I don’t know if it is a bug or a feature. But what happens is that ocamlopt always creates foo.o when compiling foo.ml, irrespective of -output-obj. So, if you name the output file the same, then you will not obtain it.
The unexpected behaviour reported above was observed on Linux with GNU cc 9.3.0 and GNU ld 2.34. Namely,
ocamlopt -output-obj foo.ml
outputs foo.o with defined symbols as in nm foo.o
0000000000000058 D _camlFoo
0000000000000000 T _camlFoo__code_begin
0000000000000025 T _camlFoo__code_end
0000000000000050 D _camlFoo__data_begin
0000000000000078 D _camlFoo__data_end
0000000000000010 T _camlFoo__entry
0000000000000080 D _camlFoo__frametable
0000000000000060 D _camlFoo__gc_roots
0000000000000040 s _caml_absf_mask
0000000000000030 s _caml_negf_mask
but ocamlopt -output-obj foo.ml -o foo.o outputs bad foo.o in which the above symbols are not defined, nm foo.o:
nm foo.o | grep camlFoo
U camlFoo__code_begin
U camlFoo__code_end
U camlFoo__data_begin
U camlFoo__data_end
U camlFoo__entry
U camlFoo__frametable
U camlFoo__gc_roots
However, on Darwin with cc Apple clang version 13.0.0 (clang-1300.0.29.3) and ld Apple TAPI version 13.0.0 (tapi-1300.0.6.5) the behaviour of ocamlopt -output-obj foo.ml -o foo.o is correct:
nm foo.o | grep camlFoo
00000000000005d8 D _camlFoo
00000000000000c0 T _camlFoo__code_begin
00000000000000e5 T _camlFoo__code_end
00000000000005d0 D _camlFoo__data_begin
00000000000005f8 D _camlFoo__data_end
00000000000000d0 T _camlFoo__entry
0000000000000600 D _camlFoo__frametable
00000000000005e0 D _camlFoo__gc_roots
My conclusions.
The result of ocamlopt -output-obj foo.ml -o foo.o is different between Linux GNU cc/ld and Darwin clang cc / ld for ocamlopt 4.12.1
The difference of this behaviour is not documented.
The behaviour on Darwin clang cc / ld is what is expected from the user side perspective and the documentation: ocamlopt -output-obj foo.ml -o foo.o is supposed to build a C object file foo.o that can be linked to external C-programs. On Darwin clang cc / ld it is true, but on GNU Linux cc / ld it is false.

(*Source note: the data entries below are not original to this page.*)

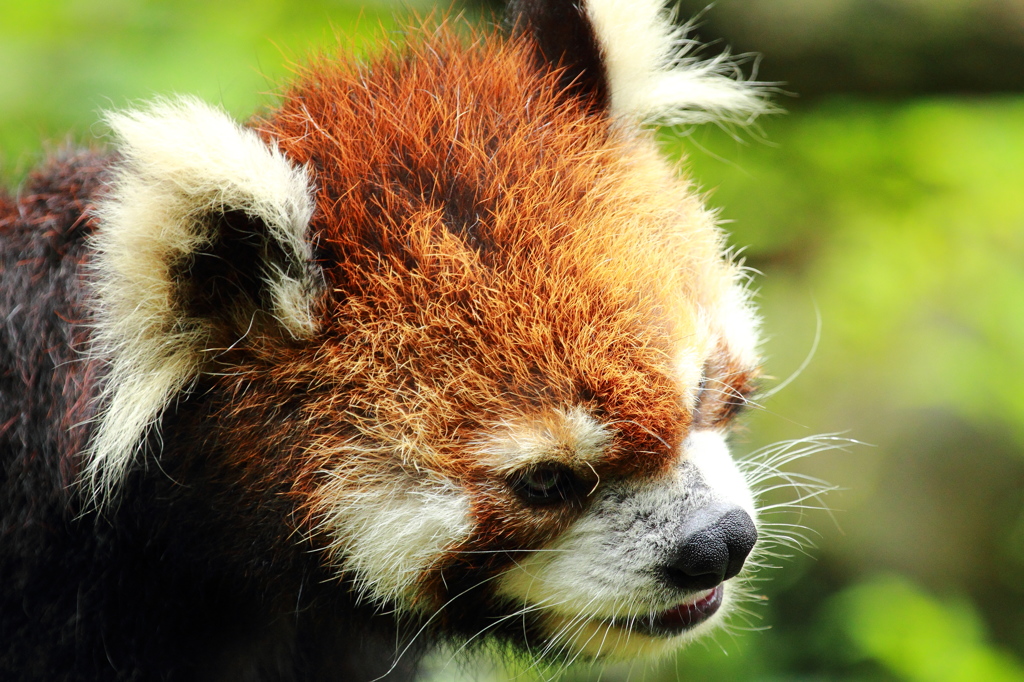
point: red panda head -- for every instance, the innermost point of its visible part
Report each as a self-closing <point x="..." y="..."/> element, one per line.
<point x="462" y="314"/>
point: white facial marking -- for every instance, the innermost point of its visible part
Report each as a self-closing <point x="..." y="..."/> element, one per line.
<point x="389" y="530"/>
<point x="562" y="434"/>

The reason for this bug is probably that with GNU cc / ld the linker overrides the compiler output object file foo.o with the linker output object file foo.o before reading from compiler output object file foo.o!

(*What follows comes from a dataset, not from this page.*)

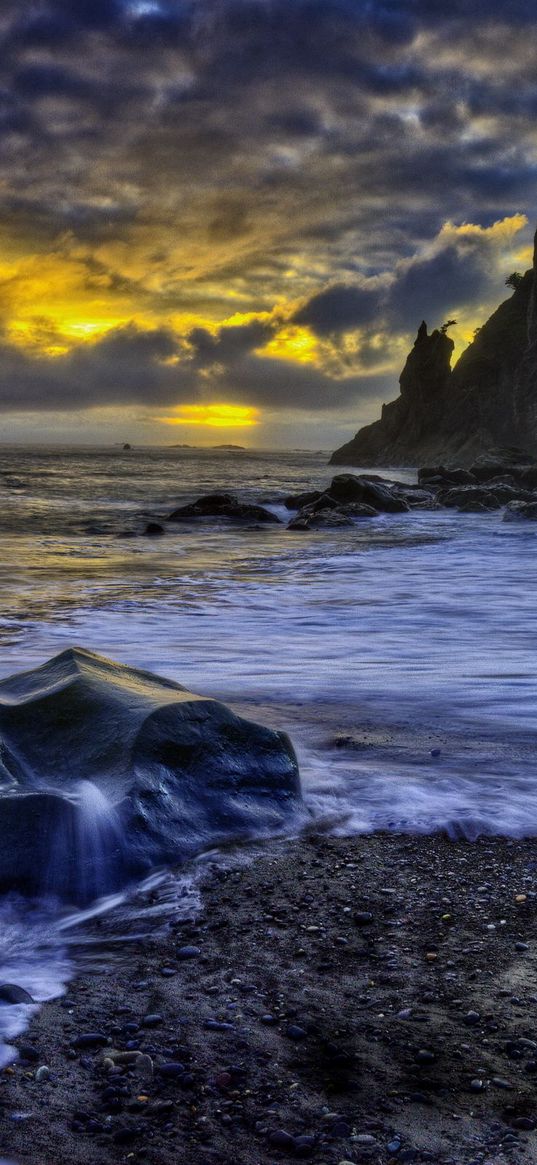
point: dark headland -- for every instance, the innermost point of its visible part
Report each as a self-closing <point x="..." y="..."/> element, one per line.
<point x="454" y="415"/>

But on Darwin clang cc / ld the probem doesn’t happen. Should we raise the bug or awareness of this problematic behaviour for ocamlopt over GNU cc / ld?
I would strongly discourage against using ocamlopt -output-obj -o foo.o foo.ml.
As you noticed, it produces two different files with the name foo.o, so the fact that it sometimes works is a pure miracle (it also makes the generated foo.cmx unlinkable).
The solution is either to use a different name for the output of -output-obj (or for the source file), or to first compile foo.ml with a different name then link the result (ocamlopt -c foo.ml -o foo_ml.cmx && ocamlopt -output-obj -o foo.o foo_ml.cmx).